We’re almost done with the first stop of your Road to Dominion and let’s cap it off with loss aversion marketing. Using a bit of psychology in your titles, call to action, content structure and keywords will prevent your audience from getting bored with your content and stir emotions inside them. People don’t like the idea of losing something and it’s your job to make them feel this way: that not going with your products and services is a net loss for them.
Loss aversion is defined in psychology as “the tendency to not lose rather than gain”. Simply speaking, most people would prefer to not lose 20 dollars rather than a chance at 50 dollars. How do we apply this in marketing though? By using what is called loss language, we can build a sense of ownership with the audience. By tapping into ownership, we can make the audience go beyond your educational articles and get down to conversion, and eventually a sale.
Be Scarce. Put Your Product as a Rarity
We discussed methods of positioning yourself and talked about solving problems and answering pains. The thing is, you will not always be a 100% unique product, and that’s perfectly fine. However, positioning yourself as a cut above the rest and give them a deal they “won’t find anywhere else”, you’re rustling people to act or lose the opportunity. For example, rather than saying “Plenty of rooms to choose from!” with a hotel booking website, you might as well say “They’re going fast! Call now and book yours!”. The difference between the two is staggering. The first one is using gain language – telling the customers that they have a lot of choices and instilling a sense of ease. On the second statement, you still imply that the customers have options, but they should act now or risk losing their chance, drumming up the urgency to the max.
Bundle Things Together on a Limited Time Offer
Loss aversion plays on people’s need to save and if you can get people onto a timed sale or a promotional offer that combines two products on a reduced price, this urges the audience to buy now instead of later. This method is what infomercials use to make the audience act on impulse because they will get more for less.

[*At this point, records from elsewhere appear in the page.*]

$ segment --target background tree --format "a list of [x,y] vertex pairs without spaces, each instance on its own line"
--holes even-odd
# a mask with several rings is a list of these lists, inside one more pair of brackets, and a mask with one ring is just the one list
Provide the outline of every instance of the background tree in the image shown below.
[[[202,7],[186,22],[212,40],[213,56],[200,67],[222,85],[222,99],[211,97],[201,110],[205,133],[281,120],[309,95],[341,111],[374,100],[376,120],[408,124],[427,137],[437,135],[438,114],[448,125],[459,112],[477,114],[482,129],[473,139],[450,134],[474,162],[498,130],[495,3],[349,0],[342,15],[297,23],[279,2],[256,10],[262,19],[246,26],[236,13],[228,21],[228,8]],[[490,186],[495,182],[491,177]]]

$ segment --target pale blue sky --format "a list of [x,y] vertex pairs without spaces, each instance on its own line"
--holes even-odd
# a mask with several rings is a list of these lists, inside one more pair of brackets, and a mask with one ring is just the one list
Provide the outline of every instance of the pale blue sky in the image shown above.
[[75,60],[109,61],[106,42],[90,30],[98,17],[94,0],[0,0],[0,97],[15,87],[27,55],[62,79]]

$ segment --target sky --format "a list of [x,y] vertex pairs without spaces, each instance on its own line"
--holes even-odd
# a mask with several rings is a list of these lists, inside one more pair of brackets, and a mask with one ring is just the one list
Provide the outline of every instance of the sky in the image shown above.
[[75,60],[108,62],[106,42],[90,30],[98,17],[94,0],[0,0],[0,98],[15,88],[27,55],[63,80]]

A good example of this is the gaming industry, like Sony’s Playstation 4 bundling their gaming console with the latest games, controllers and peripherals for a complete gaming experience. When sold separately, these items sell for top dollar. The limited time bundle not only gets the game out of the shelf for the duration of its hype but also gets the players who do not have the console yet to buy their product to play their favorite game and be with the in crowd.
Sharing Data to Help Loss Analysis
Banking on the loss language in your content is all about creating talking points and what’s the better way to talk about loss aversion but with tangible data. Use data that supports the idea that without your product or service, the audience is missing out on many important things that may benefit them.
Most solar companies have a tendency to market their solar panels, solar batteries and installations by a pincer data move: showing cost reduction data for customers who may think solar is expensive initially and a carbon footprint reduction data for people who want to see that they’re helping the environment by going green energy. Not only does this appeal to a financial loss aversion but also talks up about an environmental loss aversion that, though may not be as important to many people, is a good side effect.
Loss aversion and, by extension, loss language is a powerful tool that not many utilize and they’re wrong for not doing so. They’re losing a legitimate weapon in their war for supremacy on the internet. It’s theirs to lose. Set yourself apart with this digital marketing strategy, or be added to the rest who never tried.